*Règlement intérieur modifié : l’Assemblée nationale affine son fonctionnement et muscle ses outils de contrôle*
Adoptée le mardi 8 juillet 2025 à Porto-Novo, la révision du règlement intérieur du Parlement béninois marque un tournant technique et stratégique dans la gouvernance institutionnelle de la 9e législature.
Par *Pascal Sègbégnon MITOWADE*
Sous la présidence de Louis Gbèhounou Vlavonou, les députés ont entériné en séance plénière une nouvelle version de leur règlement intérieur, désormais mieux arrimée aux exigences d’une législature moderne et proactive. La résolution n°2025-02 réorganise non seulement la machine interne du Parlement, mais renforce aussi ses leviers de contrôle, d’influence législative et de transparence budgétaire.
*Une réforme d’ingénierie institutionnelle*
Ce texte, fruit du travail de la Commission des lois, ne se contente pas d’ajustements formels. Il opère un profond réaménagement juridique et procédural, visant à sécuriser les actes du Parlement, encadrer la vie des élus, et garantir une lecture rigoureuse des lois et engagements. Parmi les points saillants :
L’ancrage juridique des cérémonies de début de législature, souvent sujettes à des lectures variables ;
La clarification des modalités de démission ou de renonciation d’un député, un sujet sensible au regard de la discipline partisane ;
L’inclusion directe des dispositions relatives aux lois organiques sur la HAAC et le CES, pour éviter toute zone grise d’interprétation.
*Des avancées notables en matière de gouvernance*
La réforme introduit un pouvoir renforcé aux questeurs, bras financiers du Parlement. Désormais, ils contrôlent la conformité de toutes les dépenses, paraphe les actes de liquidation budgétaire et encadrent l’engagement des ressources. C’est une réponse directe aux attentes de transparence financière, dans un contexte régional de plus en plus exigeant sur l’usage des deniers publics. Autre avancée majeure : l’internalisation des procédures de marchés publics à l’Assemblée nationale, avec un cadre clair pour la passation et le suivi, réduisant ainsi l’opacité et les soupçons souvent associés à ces opérations.
*Une reconnaissance institutionnelle pour les femmes parlementaires*
Le nouveau règlement crée officiellement le Caucus des femmes parlementaires du Bénin, désormais inscrit à l’article 39 quater. C’est une avancée symbolique et politique, qui consacre l’organisation collective des élues autour de la promotion du genre, de l’équité et de la législation sensible aux enjeux féminins.

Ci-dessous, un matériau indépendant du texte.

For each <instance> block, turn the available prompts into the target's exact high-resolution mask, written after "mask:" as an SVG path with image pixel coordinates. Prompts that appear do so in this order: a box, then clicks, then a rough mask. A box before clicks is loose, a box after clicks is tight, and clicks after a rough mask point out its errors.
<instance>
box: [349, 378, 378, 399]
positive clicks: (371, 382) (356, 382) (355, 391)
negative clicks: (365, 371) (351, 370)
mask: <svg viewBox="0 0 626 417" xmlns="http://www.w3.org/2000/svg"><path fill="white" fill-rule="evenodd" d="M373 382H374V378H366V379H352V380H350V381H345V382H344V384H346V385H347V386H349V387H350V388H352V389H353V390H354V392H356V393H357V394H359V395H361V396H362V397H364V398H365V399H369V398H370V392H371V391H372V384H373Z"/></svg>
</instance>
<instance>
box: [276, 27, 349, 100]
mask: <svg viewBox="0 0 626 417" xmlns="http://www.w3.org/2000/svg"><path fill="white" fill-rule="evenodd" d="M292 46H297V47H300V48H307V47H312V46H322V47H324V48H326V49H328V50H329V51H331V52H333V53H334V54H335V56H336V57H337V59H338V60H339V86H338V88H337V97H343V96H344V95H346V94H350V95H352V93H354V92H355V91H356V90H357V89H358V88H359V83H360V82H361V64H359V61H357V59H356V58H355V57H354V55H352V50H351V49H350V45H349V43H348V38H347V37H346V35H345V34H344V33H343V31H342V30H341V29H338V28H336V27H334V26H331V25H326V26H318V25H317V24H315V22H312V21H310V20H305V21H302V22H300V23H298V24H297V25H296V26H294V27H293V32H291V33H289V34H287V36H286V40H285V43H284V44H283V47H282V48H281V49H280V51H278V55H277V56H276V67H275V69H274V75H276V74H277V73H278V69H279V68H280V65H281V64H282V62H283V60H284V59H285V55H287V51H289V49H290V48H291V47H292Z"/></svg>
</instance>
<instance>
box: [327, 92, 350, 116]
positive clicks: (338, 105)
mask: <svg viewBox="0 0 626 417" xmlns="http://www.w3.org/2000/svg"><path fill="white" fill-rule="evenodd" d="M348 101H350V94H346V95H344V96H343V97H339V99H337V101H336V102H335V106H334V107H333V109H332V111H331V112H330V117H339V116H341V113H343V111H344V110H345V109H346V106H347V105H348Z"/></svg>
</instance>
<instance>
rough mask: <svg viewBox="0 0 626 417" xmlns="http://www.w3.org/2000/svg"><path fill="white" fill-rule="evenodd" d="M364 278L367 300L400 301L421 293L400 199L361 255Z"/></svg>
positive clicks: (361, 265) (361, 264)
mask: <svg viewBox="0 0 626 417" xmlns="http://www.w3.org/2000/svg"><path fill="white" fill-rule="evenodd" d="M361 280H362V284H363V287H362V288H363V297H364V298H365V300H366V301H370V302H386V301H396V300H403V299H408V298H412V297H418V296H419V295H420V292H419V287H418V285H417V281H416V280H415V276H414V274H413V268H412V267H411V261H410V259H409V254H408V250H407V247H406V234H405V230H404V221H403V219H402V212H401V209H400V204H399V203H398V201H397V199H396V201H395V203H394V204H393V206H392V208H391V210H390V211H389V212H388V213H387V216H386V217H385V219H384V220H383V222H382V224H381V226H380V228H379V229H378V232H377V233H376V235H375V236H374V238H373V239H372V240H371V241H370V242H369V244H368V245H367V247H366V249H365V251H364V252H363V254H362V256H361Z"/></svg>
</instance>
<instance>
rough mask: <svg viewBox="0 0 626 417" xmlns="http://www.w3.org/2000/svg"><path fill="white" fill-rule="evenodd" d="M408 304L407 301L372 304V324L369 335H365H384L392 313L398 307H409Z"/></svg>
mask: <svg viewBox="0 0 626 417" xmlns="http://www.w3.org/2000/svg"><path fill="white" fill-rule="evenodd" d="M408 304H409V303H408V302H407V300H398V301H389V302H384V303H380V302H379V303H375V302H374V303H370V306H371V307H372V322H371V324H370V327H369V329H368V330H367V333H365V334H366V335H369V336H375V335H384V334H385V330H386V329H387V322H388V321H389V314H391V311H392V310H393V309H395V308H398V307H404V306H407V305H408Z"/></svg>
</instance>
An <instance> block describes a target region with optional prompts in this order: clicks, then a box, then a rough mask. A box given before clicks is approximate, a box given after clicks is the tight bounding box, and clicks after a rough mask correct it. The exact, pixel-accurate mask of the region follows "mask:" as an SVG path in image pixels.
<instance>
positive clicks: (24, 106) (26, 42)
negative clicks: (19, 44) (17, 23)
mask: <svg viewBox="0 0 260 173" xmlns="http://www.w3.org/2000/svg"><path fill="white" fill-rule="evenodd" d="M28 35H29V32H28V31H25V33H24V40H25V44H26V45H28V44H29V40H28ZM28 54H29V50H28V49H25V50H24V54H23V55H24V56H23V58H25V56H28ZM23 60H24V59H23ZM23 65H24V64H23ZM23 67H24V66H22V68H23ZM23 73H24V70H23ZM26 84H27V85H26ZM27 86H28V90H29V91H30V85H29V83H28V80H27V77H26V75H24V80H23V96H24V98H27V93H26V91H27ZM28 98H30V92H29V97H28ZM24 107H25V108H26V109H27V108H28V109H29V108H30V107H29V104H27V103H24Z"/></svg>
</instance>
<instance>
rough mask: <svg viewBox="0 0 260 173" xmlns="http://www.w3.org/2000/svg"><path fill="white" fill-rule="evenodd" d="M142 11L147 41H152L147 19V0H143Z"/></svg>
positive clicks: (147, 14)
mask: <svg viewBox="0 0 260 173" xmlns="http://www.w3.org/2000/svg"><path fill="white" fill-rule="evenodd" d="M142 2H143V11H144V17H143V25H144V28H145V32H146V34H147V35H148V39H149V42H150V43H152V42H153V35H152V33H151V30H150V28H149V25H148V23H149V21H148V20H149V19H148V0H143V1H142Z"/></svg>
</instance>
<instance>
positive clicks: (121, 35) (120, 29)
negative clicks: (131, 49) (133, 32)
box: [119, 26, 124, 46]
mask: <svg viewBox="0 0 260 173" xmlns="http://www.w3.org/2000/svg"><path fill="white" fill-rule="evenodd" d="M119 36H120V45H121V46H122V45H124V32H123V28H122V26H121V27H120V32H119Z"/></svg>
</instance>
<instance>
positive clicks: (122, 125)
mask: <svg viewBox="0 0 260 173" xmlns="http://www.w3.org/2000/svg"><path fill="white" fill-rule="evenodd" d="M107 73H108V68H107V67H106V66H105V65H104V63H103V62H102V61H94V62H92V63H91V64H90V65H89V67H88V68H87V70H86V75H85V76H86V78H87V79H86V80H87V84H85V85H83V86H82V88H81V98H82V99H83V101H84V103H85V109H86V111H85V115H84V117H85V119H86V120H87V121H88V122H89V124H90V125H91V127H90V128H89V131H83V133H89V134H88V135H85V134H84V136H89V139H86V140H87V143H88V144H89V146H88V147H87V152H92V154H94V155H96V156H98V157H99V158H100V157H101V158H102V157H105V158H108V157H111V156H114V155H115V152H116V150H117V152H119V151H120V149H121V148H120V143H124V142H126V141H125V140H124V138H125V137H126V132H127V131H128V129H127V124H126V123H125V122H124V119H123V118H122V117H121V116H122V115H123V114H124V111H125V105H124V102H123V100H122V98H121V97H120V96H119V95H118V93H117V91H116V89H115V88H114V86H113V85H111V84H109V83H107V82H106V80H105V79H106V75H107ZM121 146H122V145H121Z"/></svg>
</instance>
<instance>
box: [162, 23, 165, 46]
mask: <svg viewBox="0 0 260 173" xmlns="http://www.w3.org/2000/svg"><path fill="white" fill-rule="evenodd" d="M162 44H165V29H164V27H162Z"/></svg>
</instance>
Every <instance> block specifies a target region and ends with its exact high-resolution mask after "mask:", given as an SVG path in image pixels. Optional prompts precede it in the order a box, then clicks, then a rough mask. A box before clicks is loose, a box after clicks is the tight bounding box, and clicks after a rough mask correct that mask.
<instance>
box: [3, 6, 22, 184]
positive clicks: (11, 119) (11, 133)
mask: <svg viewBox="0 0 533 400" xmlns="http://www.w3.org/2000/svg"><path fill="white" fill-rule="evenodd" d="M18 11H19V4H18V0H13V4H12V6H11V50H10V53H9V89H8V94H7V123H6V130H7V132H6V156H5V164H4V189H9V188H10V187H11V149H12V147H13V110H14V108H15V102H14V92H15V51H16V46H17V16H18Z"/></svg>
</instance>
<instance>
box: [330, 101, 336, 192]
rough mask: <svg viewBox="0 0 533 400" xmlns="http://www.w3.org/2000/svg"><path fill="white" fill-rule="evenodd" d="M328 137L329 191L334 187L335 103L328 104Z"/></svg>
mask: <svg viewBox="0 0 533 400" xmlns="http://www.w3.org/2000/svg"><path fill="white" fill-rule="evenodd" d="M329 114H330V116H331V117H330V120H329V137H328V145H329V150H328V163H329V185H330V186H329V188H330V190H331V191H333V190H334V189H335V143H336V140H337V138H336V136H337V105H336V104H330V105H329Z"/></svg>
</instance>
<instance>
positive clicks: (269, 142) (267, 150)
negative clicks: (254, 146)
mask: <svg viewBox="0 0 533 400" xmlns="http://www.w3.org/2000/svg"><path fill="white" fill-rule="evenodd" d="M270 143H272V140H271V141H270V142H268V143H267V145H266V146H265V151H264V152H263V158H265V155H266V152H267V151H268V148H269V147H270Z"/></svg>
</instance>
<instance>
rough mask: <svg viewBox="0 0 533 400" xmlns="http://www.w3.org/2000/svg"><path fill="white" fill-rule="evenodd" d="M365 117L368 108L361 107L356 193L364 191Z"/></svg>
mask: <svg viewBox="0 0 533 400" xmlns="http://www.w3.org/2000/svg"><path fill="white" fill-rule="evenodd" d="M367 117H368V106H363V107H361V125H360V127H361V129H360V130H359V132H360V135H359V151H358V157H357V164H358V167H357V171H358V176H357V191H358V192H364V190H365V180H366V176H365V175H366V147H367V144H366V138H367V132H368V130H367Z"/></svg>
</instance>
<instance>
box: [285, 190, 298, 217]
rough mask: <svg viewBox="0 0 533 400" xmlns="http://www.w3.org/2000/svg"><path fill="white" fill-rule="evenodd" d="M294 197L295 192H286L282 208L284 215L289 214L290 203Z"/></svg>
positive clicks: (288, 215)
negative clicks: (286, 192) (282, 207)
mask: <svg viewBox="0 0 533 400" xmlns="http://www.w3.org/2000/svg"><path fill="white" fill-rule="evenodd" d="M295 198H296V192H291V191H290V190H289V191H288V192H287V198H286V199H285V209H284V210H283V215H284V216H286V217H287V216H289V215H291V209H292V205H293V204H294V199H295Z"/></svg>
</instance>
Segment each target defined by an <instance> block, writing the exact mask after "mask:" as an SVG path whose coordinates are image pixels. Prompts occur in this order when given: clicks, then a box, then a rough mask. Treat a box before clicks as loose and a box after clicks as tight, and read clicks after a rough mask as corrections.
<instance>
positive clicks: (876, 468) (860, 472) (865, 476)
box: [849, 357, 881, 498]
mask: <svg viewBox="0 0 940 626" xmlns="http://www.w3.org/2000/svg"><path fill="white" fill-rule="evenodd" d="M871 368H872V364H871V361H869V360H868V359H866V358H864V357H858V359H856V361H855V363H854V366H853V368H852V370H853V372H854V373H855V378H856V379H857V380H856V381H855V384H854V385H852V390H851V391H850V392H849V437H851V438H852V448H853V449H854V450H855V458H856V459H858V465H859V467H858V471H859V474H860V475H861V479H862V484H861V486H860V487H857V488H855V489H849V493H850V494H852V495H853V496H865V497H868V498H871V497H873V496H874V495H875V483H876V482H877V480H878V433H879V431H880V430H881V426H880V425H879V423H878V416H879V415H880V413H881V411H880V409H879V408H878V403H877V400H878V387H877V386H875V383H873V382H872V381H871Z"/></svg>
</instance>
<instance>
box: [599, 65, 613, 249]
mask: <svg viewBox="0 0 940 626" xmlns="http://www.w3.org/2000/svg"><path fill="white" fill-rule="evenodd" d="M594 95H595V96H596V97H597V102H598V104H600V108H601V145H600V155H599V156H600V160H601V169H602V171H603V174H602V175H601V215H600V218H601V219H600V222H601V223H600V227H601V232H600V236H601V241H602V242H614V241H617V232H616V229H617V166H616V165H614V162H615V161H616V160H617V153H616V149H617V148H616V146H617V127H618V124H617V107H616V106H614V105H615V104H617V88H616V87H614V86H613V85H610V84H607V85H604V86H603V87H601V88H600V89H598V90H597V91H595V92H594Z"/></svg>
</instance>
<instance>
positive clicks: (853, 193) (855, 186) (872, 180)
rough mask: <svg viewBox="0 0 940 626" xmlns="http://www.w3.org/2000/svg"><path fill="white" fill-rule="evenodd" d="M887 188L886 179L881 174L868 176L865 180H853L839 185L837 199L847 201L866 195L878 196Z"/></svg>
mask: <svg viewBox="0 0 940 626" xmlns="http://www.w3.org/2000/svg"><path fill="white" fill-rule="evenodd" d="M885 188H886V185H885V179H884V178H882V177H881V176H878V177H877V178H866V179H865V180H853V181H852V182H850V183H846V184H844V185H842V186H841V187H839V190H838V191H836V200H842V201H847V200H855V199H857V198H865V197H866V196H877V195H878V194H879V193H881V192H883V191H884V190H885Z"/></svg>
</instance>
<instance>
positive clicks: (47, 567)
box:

*Le Conseil économique et social mieux intégré*
Le texte affine également les relations entre le Parlement et le Conseil économique et social (CES). Il précise les conditions dans lesquelles le CES participe aux travaux parlementaires, expose ses avis ou intervient sur les projets de loi à fort impact socio-économique. Deux membres du CES pourront siéger, sans voix délibérative, dans les commissions permanentes, apportant ainsi une expertise technique souvent nécessaire.
Le rapport du CES, présenté en plénière à la demande du gouvernement, n’est pas soumis au débat mais inspire les travaux parlementaires, renforçant ainsi le dialogue entre les deux institutions.
*Des propositions retoquées, mais un cadre renforcé*
Certaines demandes comme l’augmentation du nombre de commissions permanentes ou l’élargissement du Bureau parlementaire n’ont pas été retenues. Un signal que cette réforme n’est pas un chèque en blanc, mais une refonte ciblée sur l’efficacité, la lisibilité et la cohérence institutionnelle.
*Une réforme stratégique plus que symbolique*
Avec cette révision, l’Assemblée nationale ne cherche pas seulement à moderniser ses textes. Elle tente de s’autonomiser dans sa gestion, de rationaliser ses mécanismes internes et de se repositionner comme un véritable contre-pouvoir organisé, capable de suivre, contrôler et anticiper les grandes transformations économiques et sociales du pays.
À l’heure où la confiance citoyenne envers les institutions dépend aussi de leur capacité à fonctionner de manière rigoureuse et responsable, ce nouveau règlement intérieur s’impose comme un outil de légitimité démocratique.